Toujours considéré comme un solide représentant du RPG tour par tour vieille école, Golden Sun n'entend pas évoluer avec cet épisode sur Nintendo DS, même sept ans après le second épisode GBA.


Une chose est certaine : le joueur des précédents Golden Sun retrouvera immédiatement ses marques, le système de jeu n'ayant pas véritablement évolué. Pourquoi changer une recette qui marche, même après plusieurs années ? Certains principes pourront sembler un brin archaïque, mais le gameplay est suffisamment intelligent pour y trouver du plaisir, même si le degré de personnalisation reste faible par rapport à certains autres gros titres.
Rappelons donc le concept des Djinns, déjà présent par le passé. Sur leur chemin, les héros pourront rencontrer ces petites créatures affiliées à un des quatre éléments, et les emmener avec eux - moyennant un tabassage en règle la plupart du temps. Le joueur pourra alors lier le Djinn ramassé à un de ses personnages, en respectant un principe de répartition équitable : pas plus d'un Djinn de différence entre les personnages. La créature apporte non seulement un bonus aux caractéristiques du personnage lié, mais également certains pouvoirs utilisables en ou hors combat (moyennant de la psynergie, la magie locale). En outre, lors d'un affrontement, le Djinn peut être utilisé pour lancer un sort de plus grande envergure, avec pour seule contrepartie la mise en attente de la créature (les bonus aux caractéristiques disparaissent donc, affaiblissant le personnage). Quant aux Djinns non liés, ils peuvent être invoqués pour déployer des pouvoirs magiques encore plus puissants !

En parallèle de cela, la combinaison de Djinns liés à votre personnage affecte sa classe, et donc sa progression en expérience. Le plus logique est certainement d'affecter un Djinn au personnage qui lui correspond (Djinn d'air -> personnage d'air), mais il est tout à fait possible de les mélanger et d'obtenir des classes très différentes. En dehors de ce point, Golden Sun reste assez traditionnel : en frappant les monstres rencontrés (je vous étonne si je vous dis qu'on va tuer du rat et de l'abeille ?), vous récoltez de l'expérience et de l'or. La première détermine votre niveau et vos caractéristiques dans votre classe, débloque certaines capacités ; le second vous permet de vous reposer à l'auberge, d'acheter de l'équipement et des objets. Précisons, puisqu'on en est là, qu'un effort aurait pu être consenti sur la gestion desdits objets, qui empêche un personnage surchargé de s'acheter de l'équipement tant qu'il n'a pas été soulagé de sa charge. La plupart du temps, l'ancien équipement est revendu, cela aurait pu être pris en compte !

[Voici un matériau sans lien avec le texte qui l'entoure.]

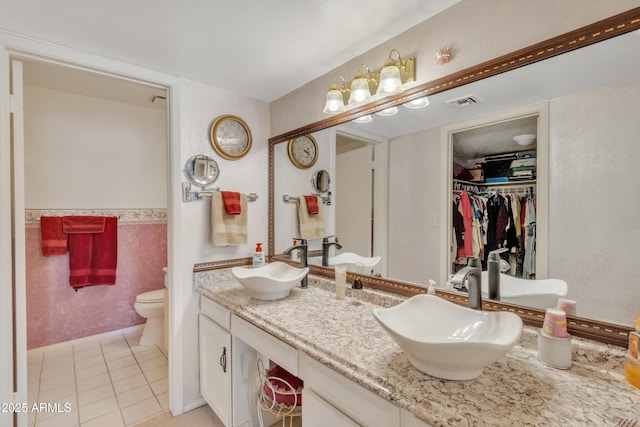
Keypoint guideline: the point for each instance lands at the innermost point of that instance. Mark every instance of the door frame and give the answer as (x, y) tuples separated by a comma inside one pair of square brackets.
[(15, 47)]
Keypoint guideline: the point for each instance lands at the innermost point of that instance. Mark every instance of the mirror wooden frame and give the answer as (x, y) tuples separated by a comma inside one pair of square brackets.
[(599, 31)]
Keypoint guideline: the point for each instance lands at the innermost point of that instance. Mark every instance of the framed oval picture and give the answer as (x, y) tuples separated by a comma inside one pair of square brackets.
[(230, 137)]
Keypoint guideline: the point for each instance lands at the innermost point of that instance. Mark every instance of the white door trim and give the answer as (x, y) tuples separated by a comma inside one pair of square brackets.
[(14, 46)]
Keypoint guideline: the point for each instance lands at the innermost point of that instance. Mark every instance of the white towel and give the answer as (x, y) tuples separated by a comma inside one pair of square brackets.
[(228, 229), (311, 226)]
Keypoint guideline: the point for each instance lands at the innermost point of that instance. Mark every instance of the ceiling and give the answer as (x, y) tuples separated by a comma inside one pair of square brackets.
[(258, 49), (606, 63)]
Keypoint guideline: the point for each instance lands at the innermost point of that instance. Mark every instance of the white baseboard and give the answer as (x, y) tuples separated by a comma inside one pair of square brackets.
[(64, 344), (195, 404)]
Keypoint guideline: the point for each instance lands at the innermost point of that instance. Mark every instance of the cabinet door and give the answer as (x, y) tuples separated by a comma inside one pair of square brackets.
[(317, 412), (215, 368)]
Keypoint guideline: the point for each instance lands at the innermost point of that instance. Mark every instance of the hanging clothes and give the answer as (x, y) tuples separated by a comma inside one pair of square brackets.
[(504, 219), (466, 210)]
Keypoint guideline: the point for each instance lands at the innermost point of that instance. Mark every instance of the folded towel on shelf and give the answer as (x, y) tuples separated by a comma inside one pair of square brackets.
[(228, 229), (93, 257), (231, 201), (83, 224), (54, 240), (312, 204), (311, 226)]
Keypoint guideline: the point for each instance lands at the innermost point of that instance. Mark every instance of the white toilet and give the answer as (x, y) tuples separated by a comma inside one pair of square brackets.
[(150, 305)]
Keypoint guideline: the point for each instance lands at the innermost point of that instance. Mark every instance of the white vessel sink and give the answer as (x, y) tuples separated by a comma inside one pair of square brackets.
[(542, 293), (446, 340), (271, 281), (349, 260)]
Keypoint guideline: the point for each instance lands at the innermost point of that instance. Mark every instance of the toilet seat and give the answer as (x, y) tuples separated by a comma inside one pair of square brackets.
[(151, 296)]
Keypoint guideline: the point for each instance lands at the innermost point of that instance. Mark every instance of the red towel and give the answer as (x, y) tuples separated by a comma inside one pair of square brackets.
[(93, 256), (231, 201), (54, 240), (83, 224), (312, 204)]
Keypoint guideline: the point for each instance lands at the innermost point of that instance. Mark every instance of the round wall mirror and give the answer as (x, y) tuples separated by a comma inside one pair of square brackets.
[(321, 181), (202, 170)]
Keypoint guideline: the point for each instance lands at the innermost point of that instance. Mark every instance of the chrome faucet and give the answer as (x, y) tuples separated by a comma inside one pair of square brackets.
[(473, 274), (302, 248), (326, 244)]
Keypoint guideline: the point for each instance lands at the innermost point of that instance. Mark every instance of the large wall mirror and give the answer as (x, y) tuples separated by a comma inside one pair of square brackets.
[(584, 105)]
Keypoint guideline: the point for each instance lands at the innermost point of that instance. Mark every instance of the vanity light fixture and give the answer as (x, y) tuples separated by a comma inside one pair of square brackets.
[(360, 88), (387, 81), (391, 75), (417, 103), (335, 97)]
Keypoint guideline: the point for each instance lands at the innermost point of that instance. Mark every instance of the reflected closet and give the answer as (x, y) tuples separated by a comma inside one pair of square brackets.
[(494, 193)]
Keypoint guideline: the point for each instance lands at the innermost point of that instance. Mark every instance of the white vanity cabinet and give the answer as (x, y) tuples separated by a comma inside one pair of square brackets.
[(229, 350), (215, 369), (228, 368)]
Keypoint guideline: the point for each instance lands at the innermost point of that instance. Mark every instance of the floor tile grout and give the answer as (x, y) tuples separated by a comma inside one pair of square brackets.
[(138, 411)]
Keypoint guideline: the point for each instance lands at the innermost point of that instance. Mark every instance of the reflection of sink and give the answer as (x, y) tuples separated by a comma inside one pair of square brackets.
[(349, 260), (271, 281), (446, 340), (542, 293)]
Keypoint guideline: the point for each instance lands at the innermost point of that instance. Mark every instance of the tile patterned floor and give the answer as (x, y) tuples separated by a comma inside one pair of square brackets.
[(109, 381)]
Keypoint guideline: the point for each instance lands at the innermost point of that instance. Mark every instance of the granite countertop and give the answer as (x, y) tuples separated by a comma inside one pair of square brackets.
[(515, 390)]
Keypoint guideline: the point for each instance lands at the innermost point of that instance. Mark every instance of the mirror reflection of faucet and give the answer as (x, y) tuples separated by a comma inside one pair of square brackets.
[(494, 267), (326, 245), (300, 245), (471, 275)]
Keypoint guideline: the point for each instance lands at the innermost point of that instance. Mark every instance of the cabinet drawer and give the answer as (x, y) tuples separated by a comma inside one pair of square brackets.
[(215, 312), (281, 353), (359, 404)]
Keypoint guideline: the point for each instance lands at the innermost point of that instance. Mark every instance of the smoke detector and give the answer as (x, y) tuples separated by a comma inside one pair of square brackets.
[(464, 101)]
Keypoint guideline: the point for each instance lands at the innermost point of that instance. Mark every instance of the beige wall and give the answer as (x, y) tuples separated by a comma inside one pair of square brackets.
[(594, 203), (476, 30), (86, 152)]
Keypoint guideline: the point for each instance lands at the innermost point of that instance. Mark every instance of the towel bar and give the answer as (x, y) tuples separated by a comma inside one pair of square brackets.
[(189, 196), (325, 199)]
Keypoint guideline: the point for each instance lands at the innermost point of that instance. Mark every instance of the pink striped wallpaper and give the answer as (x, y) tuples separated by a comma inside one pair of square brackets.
[(56, 313)]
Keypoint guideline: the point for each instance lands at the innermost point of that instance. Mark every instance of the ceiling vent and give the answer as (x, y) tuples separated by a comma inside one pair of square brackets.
[(464, 101)]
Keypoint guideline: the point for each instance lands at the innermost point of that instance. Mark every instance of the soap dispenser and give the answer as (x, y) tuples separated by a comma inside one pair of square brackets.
[(493, 272), (258, 256)]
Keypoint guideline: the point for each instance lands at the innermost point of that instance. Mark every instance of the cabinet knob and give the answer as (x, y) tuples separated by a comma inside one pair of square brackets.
[(223, 359)]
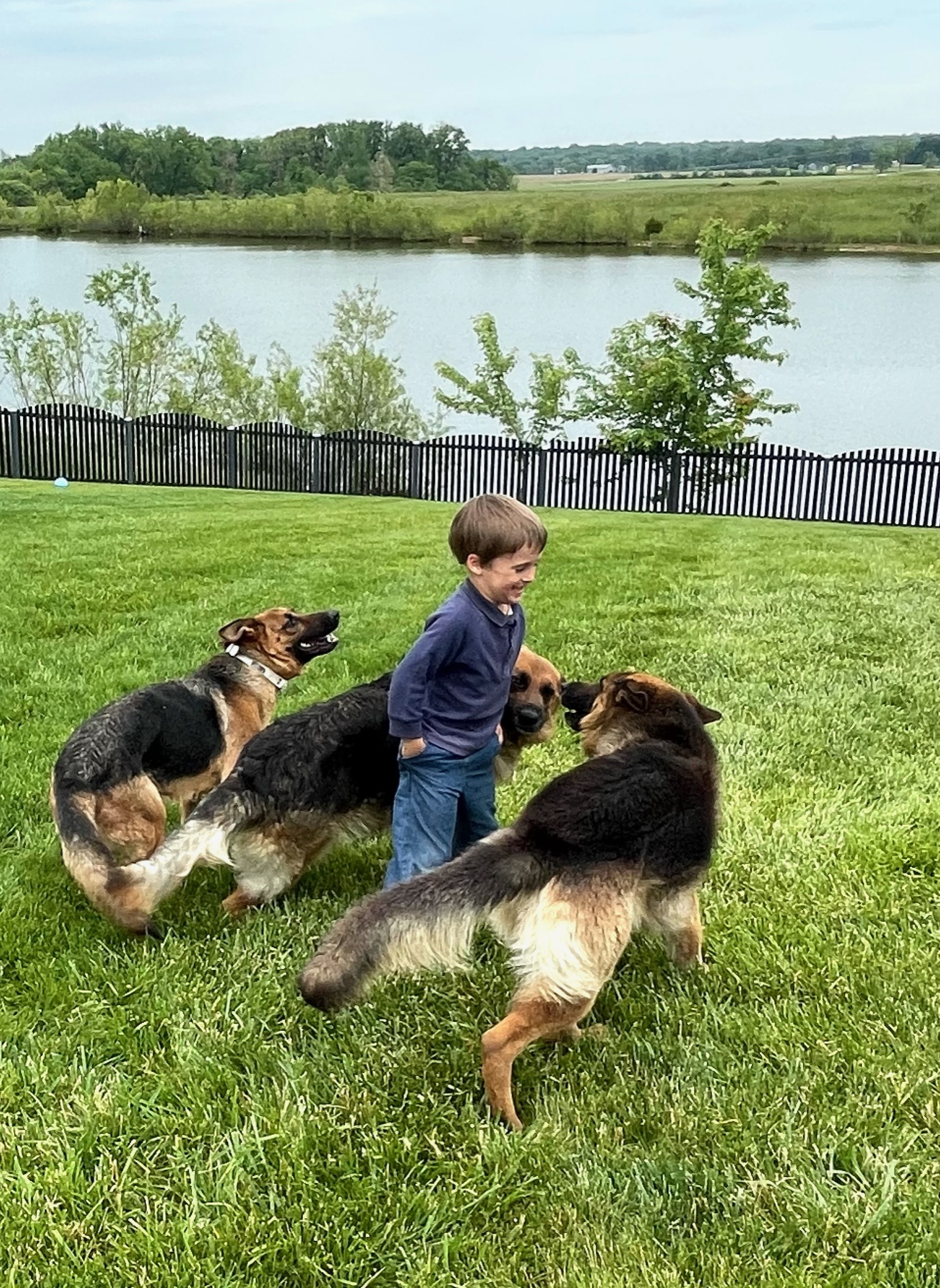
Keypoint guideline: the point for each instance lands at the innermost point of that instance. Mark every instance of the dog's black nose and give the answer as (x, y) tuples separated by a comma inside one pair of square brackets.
[(528, 717)]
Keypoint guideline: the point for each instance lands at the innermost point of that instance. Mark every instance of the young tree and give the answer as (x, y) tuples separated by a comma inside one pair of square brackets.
[(51, 356), (529, 420), (353, 384), (142, 362), (670, 383)]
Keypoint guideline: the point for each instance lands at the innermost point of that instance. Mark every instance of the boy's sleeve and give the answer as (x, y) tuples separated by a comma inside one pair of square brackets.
[(412, 675)]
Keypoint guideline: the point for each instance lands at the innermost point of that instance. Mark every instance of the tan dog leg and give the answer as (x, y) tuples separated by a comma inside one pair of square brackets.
[(132, 818), (676, 919), (527, 1022)]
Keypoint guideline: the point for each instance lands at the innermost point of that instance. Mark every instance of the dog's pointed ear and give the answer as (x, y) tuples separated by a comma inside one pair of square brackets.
[(707, 715), (632, 694), (242, 629)]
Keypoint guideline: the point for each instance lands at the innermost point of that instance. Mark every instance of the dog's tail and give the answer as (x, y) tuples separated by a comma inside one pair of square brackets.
[(422, 924), (204, 839), (89, 859)]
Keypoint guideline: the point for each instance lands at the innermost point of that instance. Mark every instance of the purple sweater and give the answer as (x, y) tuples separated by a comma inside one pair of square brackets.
[(453, 683)]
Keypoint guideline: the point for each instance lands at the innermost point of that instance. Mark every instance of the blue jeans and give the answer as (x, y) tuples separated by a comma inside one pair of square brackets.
[(443, 804)]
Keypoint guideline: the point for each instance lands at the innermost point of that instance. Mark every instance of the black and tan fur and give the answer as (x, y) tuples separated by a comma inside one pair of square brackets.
[(170, 741), (619, 843), (312, 779)]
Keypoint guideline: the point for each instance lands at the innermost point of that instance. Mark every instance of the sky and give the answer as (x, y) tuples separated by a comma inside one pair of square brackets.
[(510, 72)]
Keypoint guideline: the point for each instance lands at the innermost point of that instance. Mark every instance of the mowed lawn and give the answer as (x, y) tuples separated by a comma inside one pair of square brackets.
[(171, 1115)]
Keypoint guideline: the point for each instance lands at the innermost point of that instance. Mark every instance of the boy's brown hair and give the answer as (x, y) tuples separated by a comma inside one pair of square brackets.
[(491, 526)]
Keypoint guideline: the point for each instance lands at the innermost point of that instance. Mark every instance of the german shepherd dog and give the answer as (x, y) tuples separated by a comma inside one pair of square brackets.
[(173, 741), (614, 844), (317, 777)]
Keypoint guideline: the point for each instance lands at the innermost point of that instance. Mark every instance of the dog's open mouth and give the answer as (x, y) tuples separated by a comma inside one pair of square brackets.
[(316, 646)]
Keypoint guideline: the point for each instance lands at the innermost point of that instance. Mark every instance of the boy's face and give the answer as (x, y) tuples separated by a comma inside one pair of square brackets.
[(504, 580)]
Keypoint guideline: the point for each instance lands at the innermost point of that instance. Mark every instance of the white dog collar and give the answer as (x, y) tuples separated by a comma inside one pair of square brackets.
[(254, 665)]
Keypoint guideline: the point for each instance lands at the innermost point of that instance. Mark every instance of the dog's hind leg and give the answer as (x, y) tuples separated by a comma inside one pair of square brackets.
[(529, 1018), (565, 940), (674, 915), (132, 818)]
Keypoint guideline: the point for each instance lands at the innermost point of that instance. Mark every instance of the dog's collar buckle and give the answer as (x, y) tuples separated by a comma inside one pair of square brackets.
[(254, 665)]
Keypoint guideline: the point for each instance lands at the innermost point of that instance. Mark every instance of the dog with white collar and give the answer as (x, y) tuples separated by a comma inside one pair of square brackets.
[(171, 741)]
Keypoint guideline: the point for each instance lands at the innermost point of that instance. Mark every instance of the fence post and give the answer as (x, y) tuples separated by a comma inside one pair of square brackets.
[(129, 462), (13, 442), (232, 463), (675, 465), (415, 472), (540, 476)]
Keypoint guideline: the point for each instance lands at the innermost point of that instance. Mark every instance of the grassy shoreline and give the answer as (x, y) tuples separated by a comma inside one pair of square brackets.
[(873, 214)]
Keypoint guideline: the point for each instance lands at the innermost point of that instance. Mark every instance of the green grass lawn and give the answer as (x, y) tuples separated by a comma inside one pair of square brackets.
[(171, 1115)]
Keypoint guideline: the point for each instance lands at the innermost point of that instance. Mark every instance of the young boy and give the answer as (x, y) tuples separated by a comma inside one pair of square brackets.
[(449, 692)]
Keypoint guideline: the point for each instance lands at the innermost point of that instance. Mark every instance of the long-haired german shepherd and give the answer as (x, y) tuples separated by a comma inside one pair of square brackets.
[(619, 843), (312, 779), (173, 741)]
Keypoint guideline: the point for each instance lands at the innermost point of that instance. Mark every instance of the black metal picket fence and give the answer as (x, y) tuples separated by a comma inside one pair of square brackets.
[(885, 486)]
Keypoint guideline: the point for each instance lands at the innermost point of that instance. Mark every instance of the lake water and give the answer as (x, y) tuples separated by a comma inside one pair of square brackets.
[(864, 365)]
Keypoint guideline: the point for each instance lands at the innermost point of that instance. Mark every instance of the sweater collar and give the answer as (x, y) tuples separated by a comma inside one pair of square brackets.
[(487, 607)]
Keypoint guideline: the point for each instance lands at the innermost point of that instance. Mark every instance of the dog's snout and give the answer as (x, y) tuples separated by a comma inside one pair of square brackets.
[(529, 717)]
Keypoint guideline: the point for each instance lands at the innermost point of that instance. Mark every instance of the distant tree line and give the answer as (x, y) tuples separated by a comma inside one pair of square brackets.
[(737, 155), (170, 162)]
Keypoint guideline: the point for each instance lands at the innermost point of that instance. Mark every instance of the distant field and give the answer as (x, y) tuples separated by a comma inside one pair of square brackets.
[(811, 213), (619, 182)]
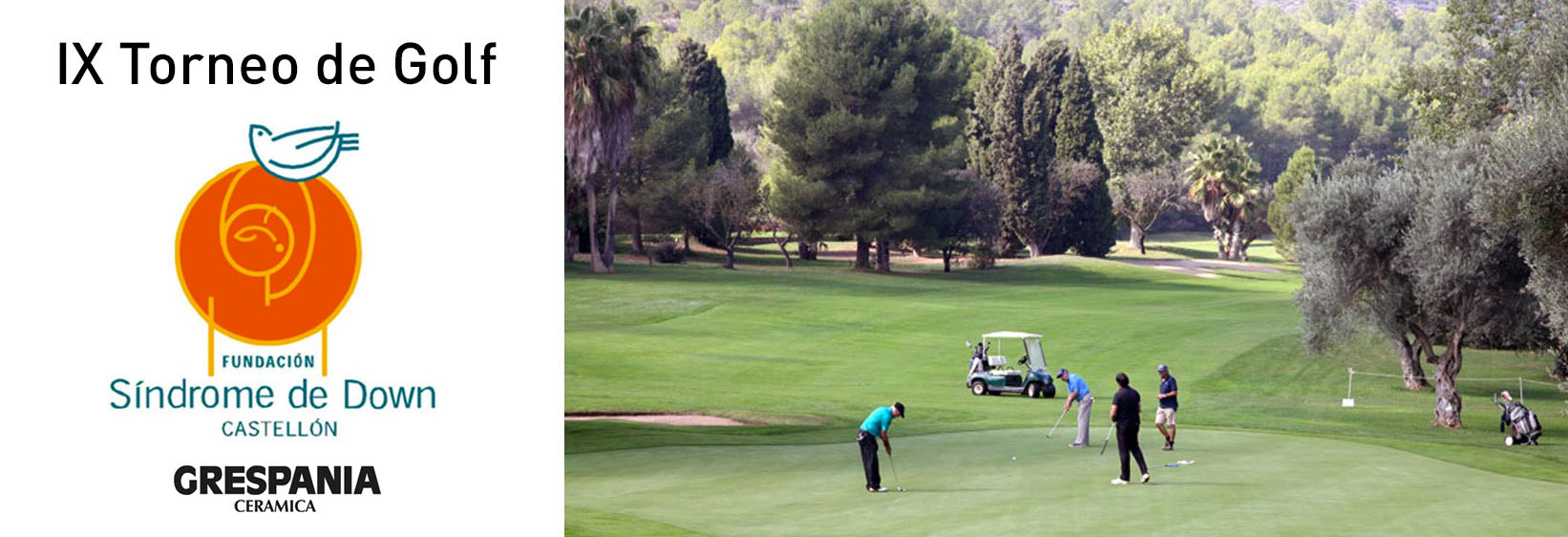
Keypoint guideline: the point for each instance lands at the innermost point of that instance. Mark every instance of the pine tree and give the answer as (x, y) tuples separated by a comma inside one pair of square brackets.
[(857, 109)]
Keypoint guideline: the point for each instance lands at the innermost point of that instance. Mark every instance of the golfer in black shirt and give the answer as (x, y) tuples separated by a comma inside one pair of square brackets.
[(1125, 409)]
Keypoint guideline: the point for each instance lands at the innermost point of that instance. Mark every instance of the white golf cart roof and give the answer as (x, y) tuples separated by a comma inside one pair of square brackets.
[(1008, 333)]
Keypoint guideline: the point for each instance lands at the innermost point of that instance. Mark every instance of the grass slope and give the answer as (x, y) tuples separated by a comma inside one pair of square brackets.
[(966, 483), (813, 349)]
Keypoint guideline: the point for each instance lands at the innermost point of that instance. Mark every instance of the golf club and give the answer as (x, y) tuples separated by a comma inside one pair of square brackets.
[(1059, 421), (896, 481)]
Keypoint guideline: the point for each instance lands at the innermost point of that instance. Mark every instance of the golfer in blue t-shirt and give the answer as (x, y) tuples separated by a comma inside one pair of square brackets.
[(876, 426), (1165, 418), (1077, 391)]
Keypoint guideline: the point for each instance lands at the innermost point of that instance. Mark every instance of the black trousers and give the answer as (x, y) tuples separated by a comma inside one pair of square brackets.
[(1128, 443), (869, 459)]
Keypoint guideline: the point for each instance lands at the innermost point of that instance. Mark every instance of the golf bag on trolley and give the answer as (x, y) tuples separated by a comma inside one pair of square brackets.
[(1526, 427)]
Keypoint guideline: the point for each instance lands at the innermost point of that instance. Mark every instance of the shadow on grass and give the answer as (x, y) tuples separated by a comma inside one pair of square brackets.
[(832, 278)]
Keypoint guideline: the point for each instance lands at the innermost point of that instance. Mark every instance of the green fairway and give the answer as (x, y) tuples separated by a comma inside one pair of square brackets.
[(967, 483), (808, 352)]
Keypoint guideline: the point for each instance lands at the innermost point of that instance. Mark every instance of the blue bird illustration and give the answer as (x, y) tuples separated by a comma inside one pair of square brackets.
[(300, 154)]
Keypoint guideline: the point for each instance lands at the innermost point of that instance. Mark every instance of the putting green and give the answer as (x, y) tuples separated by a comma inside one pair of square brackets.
[(966, 483), (810, 351)]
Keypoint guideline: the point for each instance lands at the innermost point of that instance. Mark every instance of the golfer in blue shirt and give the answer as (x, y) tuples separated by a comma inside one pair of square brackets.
[(876, 426), (1077, 390), (1165, 418)]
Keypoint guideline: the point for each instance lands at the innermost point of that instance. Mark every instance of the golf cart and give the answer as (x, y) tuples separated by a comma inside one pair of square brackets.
[(989, 371)]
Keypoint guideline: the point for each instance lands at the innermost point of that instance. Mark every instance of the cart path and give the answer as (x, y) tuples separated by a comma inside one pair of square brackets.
[(664, 419), (1198, 268)]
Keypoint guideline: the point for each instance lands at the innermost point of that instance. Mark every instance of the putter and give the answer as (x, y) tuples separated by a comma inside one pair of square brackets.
[(896, 481), (1059, 421)]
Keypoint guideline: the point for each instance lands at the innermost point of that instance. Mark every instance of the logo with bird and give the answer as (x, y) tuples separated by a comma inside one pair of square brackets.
[(268, 250)]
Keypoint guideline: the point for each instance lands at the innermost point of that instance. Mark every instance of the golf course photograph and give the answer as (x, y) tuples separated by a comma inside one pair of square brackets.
[(1028, 268)]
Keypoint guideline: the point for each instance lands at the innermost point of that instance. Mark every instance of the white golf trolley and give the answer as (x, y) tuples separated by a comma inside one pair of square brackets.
[(991, 373)]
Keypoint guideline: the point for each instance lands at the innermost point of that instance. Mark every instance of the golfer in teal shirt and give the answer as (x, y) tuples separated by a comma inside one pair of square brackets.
[(876, 426)]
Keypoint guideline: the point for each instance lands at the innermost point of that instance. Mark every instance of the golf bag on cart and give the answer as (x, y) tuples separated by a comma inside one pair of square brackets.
[(1526, 427)]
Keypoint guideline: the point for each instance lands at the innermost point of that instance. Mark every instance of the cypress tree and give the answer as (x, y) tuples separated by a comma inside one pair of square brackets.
[(703, 82), (1091, 229)]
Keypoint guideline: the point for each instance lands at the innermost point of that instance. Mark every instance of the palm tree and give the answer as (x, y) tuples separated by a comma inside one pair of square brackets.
[(607, 60), (1221, 181)]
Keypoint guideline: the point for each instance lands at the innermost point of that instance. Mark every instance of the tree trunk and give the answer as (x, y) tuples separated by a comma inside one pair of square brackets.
[(571, 239), (1035, 248), (608, 225), (1218, 241), (1446, 414), (806, 248), (593, 229), (1560, 365), (783, 244), (883, 256), (862, 253), (637, 233), (1238, 251), (1409, 365)]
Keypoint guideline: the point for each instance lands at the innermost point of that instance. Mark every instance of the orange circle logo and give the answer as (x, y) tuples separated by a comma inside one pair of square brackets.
[(266, 261)]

Dès les premiers instants, le jeu met en place un formidable trait d'union avec l'épisode précédent, digne des plus grandes suites hollywoodiennes : les anciens héros ont eu des enfants !
Bon, honnêtement, les rejetons sont quasiment des photocopies de leurs illustres parents, on ne peut pas parler de renouveau et de dépaysement, surtout que les grands bambins affichent les mêmes capacités élémentaires que leurs parents : ce sont des mystiques, des êtres capables de contrôler les éléments. Vous commencez donc avec le muet Matt (votre avatar blondinet, affilié à la terre), la sage Kiara (affiliée à l'air), et l'impulsif Terry (affilié au feu), et serez rejoints plus tard dans le jeu par un quatrième personnage (affilié à l'eau, je vous surprends  là aussi ?). Dans un premier temps, les héros des temps jadis, Vlad et Garret, leur montreront la voie, mais ils seront bien vite lâchés sur les routes pour aller défendre la veuve et l'orphelin. Ou quelque chose comme ça.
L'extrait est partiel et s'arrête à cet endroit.